When Micah was a year old, I asked the pediatrician if I could give him strawberries and fish, or should we wait until his mental age reached a one year old's level? I mean, if several different aspects of him were developing slower, would his digestive system be behind as well? Should we risk the allergies? The doctor had no idea what the answer would be to that question.

That seems to be the recurring theme in this parenting journey with Micah. Nobody seems to know what to do with Micah, or where to place him, or what to expect from him at this stage in life. Sadly, we're right there with the Nobodies.

I need an instruction manual. And a whole lot of prayer time.

8 comments:

Anonymous said...

My son's first grade teacher was frustrated with him for most of the year.

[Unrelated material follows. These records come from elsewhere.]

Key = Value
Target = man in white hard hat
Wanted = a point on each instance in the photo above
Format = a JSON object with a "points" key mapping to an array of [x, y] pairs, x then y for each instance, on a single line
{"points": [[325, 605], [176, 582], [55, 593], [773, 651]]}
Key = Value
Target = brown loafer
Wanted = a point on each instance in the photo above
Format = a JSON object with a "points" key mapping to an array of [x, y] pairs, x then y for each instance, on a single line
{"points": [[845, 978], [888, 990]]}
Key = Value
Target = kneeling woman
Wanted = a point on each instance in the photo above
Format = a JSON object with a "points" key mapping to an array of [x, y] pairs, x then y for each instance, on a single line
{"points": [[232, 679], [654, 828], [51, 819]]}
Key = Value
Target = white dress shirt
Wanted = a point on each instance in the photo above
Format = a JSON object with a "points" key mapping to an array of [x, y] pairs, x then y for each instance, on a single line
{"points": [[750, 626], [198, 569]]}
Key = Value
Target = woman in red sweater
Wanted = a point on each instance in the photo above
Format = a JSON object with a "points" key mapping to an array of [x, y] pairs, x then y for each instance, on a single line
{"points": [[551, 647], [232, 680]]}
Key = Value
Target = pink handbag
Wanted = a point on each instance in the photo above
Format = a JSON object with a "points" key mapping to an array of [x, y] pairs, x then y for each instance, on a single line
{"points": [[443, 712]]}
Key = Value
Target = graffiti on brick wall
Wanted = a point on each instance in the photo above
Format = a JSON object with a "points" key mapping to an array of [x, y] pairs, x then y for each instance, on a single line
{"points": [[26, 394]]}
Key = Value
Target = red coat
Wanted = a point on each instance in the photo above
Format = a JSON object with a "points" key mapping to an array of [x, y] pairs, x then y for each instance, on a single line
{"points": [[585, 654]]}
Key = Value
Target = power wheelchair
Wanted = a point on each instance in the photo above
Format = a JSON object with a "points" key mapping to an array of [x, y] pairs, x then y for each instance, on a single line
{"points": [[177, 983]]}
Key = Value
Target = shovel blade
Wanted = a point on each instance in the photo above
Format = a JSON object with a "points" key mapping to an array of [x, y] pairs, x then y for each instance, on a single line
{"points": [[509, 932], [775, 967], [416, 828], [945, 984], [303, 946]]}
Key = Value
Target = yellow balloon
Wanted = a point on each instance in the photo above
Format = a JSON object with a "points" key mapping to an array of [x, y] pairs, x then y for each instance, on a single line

Sometimes, certain personalities just clash.

Is it possible to switch teachers?( I'm not blaming her. I'm just saying a year is a long time for two people to be unhappy with one another.)

You are an awesome mom. Micah is blessed to have you and your family. Hugs & prayers!

Karen Deborah said...

i agree with anonymous, it could be a bad fit. have you met with her? we all need an instruction manual thhe onle one i have is the
Basic
Instruction
Before
Leaving
Earth

and prayer.

because he is getting very big he does need to leave preschool just for safety, but go where is a good question. sounds like your overwhelmed and hurting for him right now. all the memories of his happy days last year don't help. let's pray that God will help everyone in his life.and wisdom and direction flow down like honey.

Karen said...

Anon - Unfortunately, the way the school is set up there are no other teachers for him. I've met her and she seems very nice, but I think I'll be meeting with her again to talk specifically about Micah.

Annette W. said...

I think your wise to meet with the teacher again.

Sorry, I don't really have any other words for you.

Burgh Baby said...

I wish I had some wise sort of advice, but as you know, I've got nothing except for an ear to listen if you need it.

JennyH said...

I hate when that happens. Max didn't fit well into his 2nd grade class. I just think some teachers click with Max and others don't. Last year is the year that we was pulled out into Resource for a huge amount of time. Although I fought it, after awhile I had to go with it b/c if the teacher doesn't want him in there, why do I? She never said she didn't want him in there but I got the idea.

I would meet with the teacher again. Hopefully the 2 of you can problem solve on what will work best for Micah. Good luck. I know how you feel. We are one of the "Nobodies" as well!

Michelle said...

Ohhh I wish I had an answer for you. A hug instead?

I hope the year gets easier at some point.... Ther eis no one definite answer, but you're a great mom, and you'll get there by feel! Keep those lines of communication open though.

Michelle said...

I'm sorry Micah is having trouble adjusting to the changes of the Wed night class and to his 2nd grade teacher. I hope that after the first few weeks of school he'll start settling in to his new routine and everything will smooth itself out!